Three component fermion pairing in two dimensions

TL;DR

This paper investigates the pairing mechanisms and phase transitions in a two-dimensional three-component Fermi gas, revealing complex superfluid phases and both thermal and quantum phase transitions through mean field analysis.

Contribution

It introduces a mean field framework to analyze three-component Fermi pairing in 2D, uncovering multiple superfluid phases and phase transition behaviors.

Findings

Identification of s-wave pairing dependence on chemical potentials and interactions

Discovery of second order thermal phase transition

Observation of first order quantum phase transitions and re-entrant behavior

Abstract

We study pairing of an interacting three component Fermi gas in two dimensions.
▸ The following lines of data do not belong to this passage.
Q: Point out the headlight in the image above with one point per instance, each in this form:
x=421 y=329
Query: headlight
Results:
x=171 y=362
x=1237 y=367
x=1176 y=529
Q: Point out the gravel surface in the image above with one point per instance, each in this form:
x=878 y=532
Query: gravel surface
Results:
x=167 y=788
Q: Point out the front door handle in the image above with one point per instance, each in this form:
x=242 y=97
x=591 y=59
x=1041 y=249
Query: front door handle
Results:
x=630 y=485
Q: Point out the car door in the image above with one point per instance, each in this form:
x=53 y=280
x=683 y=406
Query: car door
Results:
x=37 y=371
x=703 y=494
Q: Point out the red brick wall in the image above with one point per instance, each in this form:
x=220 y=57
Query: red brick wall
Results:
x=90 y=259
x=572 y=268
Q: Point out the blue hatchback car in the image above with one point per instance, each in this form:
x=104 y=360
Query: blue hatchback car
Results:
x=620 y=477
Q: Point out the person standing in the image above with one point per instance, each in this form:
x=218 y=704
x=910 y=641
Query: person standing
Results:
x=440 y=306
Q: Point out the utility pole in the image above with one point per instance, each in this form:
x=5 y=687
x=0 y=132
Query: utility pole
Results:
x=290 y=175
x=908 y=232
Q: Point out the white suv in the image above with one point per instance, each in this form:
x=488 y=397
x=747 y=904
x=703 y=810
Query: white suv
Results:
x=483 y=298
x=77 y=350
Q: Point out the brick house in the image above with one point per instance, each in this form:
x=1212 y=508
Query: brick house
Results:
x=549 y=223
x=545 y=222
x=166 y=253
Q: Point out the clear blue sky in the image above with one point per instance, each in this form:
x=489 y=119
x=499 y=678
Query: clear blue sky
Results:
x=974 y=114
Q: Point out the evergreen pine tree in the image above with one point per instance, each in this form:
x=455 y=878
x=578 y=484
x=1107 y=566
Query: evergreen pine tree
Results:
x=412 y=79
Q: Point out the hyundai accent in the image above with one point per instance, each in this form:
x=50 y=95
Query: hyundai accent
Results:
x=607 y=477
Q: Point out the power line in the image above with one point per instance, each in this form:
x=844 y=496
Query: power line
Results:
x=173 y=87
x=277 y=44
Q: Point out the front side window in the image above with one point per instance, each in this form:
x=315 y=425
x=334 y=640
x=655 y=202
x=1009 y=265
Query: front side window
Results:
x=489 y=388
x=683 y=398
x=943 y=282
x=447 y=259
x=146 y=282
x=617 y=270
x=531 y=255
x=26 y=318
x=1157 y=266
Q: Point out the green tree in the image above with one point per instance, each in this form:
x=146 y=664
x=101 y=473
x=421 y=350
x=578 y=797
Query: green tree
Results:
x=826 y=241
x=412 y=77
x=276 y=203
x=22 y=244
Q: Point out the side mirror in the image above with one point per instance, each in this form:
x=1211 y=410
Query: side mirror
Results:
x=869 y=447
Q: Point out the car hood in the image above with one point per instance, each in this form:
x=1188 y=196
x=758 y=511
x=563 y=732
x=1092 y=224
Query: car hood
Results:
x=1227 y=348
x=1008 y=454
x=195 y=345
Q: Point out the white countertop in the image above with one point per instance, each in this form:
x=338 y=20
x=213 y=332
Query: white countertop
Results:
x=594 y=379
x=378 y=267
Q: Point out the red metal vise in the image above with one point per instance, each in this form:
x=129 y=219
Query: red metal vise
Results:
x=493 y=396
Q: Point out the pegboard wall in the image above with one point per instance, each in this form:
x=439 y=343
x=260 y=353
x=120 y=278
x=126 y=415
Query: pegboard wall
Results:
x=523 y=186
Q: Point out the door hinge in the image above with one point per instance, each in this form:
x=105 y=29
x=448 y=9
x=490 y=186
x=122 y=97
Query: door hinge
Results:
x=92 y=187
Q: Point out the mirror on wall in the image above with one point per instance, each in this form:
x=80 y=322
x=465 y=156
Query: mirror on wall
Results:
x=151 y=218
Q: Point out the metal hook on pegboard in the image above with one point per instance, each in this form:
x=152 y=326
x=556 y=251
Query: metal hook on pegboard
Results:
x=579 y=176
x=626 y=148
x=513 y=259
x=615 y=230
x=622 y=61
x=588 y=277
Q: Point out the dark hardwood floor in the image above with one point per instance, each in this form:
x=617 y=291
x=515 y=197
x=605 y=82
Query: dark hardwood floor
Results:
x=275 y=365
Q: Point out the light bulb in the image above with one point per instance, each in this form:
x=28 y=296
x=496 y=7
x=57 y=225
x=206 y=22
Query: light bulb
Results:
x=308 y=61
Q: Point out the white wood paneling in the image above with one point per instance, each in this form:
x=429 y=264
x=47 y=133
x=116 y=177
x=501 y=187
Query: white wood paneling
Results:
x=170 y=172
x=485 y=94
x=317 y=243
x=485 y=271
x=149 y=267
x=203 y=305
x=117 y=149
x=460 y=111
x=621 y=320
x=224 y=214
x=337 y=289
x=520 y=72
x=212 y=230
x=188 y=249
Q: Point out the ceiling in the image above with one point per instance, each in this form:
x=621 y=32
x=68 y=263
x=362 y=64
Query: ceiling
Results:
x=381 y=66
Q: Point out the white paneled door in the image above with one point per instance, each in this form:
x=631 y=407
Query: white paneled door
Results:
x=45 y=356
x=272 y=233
By using a mean field theory to decouple the interactions between different pairs of Fermi components, we study the free energy landscapes as a function of various system parameters including chemical potentials, binding energies, and temperature. We find that the s-wave pairing channel is determined by both chemical potentials and the interaction strengths between the three available channels. We find a second order thermal phase transition and a series of first order quantum phase transitions for a homogenous system as we change the parameters. In particular, for symmetric parameters, we find the simultaneous existence of three superfluid orders as well as re-entrant quantum phase transitions as we tune the parameters.